Museums love their buzzwords. They tell us to explore, create, tell, and engage. This week, we explored one of the most interesting, if not most problematic, terms: sharing. Tyler and Arielle have already done a wonderful job of pointing out the limits inherent to the concept of shared authority–and by extension social engagement. I myself couldn’t help but initially question the title of Letting Go. In what contexts do contemporary museums claim authority? Who trusted them with such a position? And, can it be negotiated (i.e. revoked, renewed, reformed)? That said, I thoroughly enjoyed this book. I believe that collaborative design and curation are means for the modern museum to reinvent themselves, and, in most cases, stay afloat. So, I wanted to extend the conversation and talk a little more about a phenomenon which I think fully embodies the principles of shared authority. Pop-up museums are temporary, often small museums/exhibits that can show up just about anytime and anywhere. Museum trucks have even put the concept on the streets. While there may be a larger sponsor/organization behind the pop-museum, shared authority is its lifeblood. The exhibit relies entirely on those who host and visit it. Are they an audience or are they participants? I have yet to figure that out. But regardless, they curate and interpret the space together, and the conversations they have in that process are very much a part of the pop-museum experience and study. In August 2011, the blog (appropriately title The Pop-Up Museum) published a quick guide to putting an installation together:

1) Choose a theme

2) Invite people to bring an object that is meaningful to them, based on the theme

3) Invite them to write a label describing why their object is meaningful, or a story they want to tell about their object

4) At the pop-up, people mingle with others, view objects, have conversations
It’s simple yet effective. In May 2010, the Museum of National History installed a National Vending Machine in which customers become curators as they built a “community of objects…[contributing] to the exposition by telling their story about the object they bought or by suggesting new objects.” The SF Mobile Museum took the concept to the streets parking “ in store fronts, parks and social spaces” creating spaces of “high participation, locally grown creations, to randomly curated concept-driven exhibits.” The Jenks Museum even hosted their own pop-up exhibit at last year’s NCPH conference. The debate regarding shared authority is far from over as our sociocultural landscape continues to shift. How much will museums be willing to let go? Wow much is truly feasible? At least the very least, pop-up museums can provide a manageable, creative stage in which these questions can be asked. 

One response to “Shared authority in the pop-up museum”
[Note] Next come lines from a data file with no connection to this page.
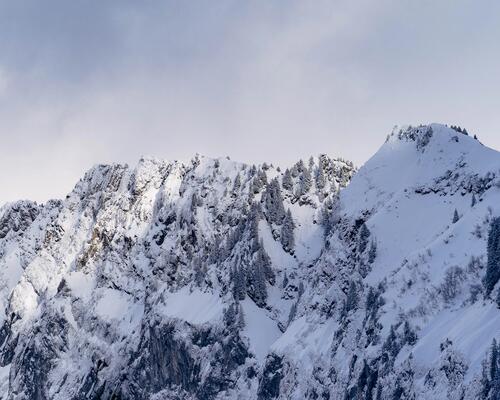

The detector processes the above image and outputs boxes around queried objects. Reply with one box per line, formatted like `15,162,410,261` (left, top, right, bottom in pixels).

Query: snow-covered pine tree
261,178,285,225
358,222,370,254
316,163,326,190
368,240,377,264
281,168,293,191
298,168,312,196
281,209,295,253
233,173,241,197
483,217,500,296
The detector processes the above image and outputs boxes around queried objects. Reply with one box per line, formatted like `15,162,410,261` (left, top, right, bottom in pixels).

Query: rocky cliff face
0,125,500,399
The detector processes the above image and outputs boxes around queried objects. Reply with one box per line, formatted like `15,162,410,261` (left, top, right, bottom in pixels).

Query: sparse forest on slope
0,124,500,400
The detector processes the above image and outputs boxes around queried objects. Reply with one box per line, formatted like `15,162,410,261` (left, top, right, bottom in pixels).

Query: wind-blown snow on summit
0,124,500,399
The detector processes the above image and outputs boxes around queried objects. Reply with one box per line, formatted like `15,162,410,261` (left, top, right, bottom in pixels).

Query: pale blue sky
0,0,500,202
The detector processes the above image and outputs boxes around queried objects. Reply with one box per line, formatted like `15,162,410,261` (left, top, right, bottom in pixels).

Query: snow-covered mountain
0,124,500,400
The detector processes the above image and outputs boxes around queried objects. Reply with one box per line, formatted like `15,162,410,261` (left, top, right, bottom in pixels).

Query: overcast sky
0,0,500,203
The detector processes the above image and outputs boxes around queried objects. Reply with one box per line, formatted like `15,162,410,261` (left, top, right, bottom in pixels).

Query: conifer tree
358,222,370,253
298,168,312,196
368,240,377,264
483,217,500,296
471,193,477,207
281,168,293,191
281,209,295,253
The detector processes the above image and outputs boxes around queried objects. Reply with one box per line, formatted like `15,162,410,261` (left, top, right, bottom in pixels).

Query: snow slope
0,124,500,400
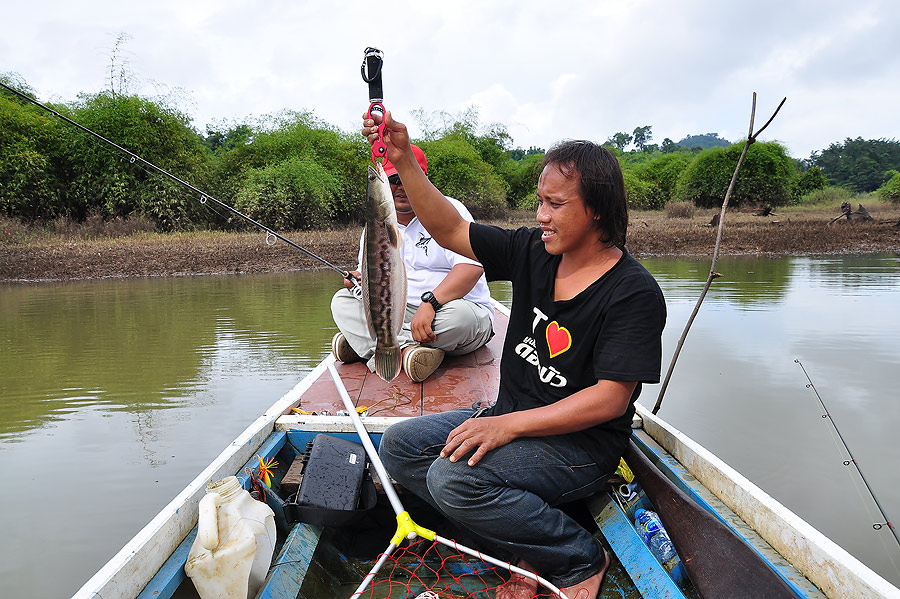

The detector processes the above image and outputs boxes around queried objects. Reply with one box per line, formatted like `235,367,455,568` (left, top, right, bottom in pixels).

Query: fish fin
384,223,401,249
375,345,403,382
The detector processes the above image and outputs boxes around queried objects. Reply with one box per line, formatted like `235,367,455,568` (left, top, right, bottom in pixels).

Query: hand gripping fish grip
366,102,387,164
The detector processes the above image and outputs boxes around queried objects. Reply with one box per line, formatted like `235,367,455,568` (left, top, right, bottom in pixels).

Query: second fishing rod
0,81,359,289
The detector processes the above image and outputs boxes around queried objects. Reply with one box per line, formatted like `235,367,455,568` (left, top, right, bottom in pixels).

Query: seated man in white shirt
331,146,494,383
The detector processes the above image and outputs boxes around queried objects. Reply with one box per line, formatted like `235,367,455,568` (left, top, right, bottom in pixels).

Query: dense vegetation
0,75,900,230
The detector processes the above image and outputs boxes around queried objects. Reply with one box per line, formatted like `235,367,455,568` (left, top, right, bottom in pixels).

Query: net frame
327,362,568,599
  1. Jonathan Cortez says:

    Hey Andrea,

    This is a great and relevant post for me as I have been thinking about small/ rural museums. Recently I have been seriously writing about and talking through a sort of “archive drive” that could help these smaller museums in multiple ways. First, it can get the town/ city/ community involved. Second,depending on the archives donated, it can help fill in parts of history for these regions that have been missing archival support. Which can ultimately influence larger projects. Third, it can revitalize the museums’ showrooms with newer materials that may attract more audiences. I will definitely take into account Pop-Up museums and the borrow from their framework of dialogic history-making.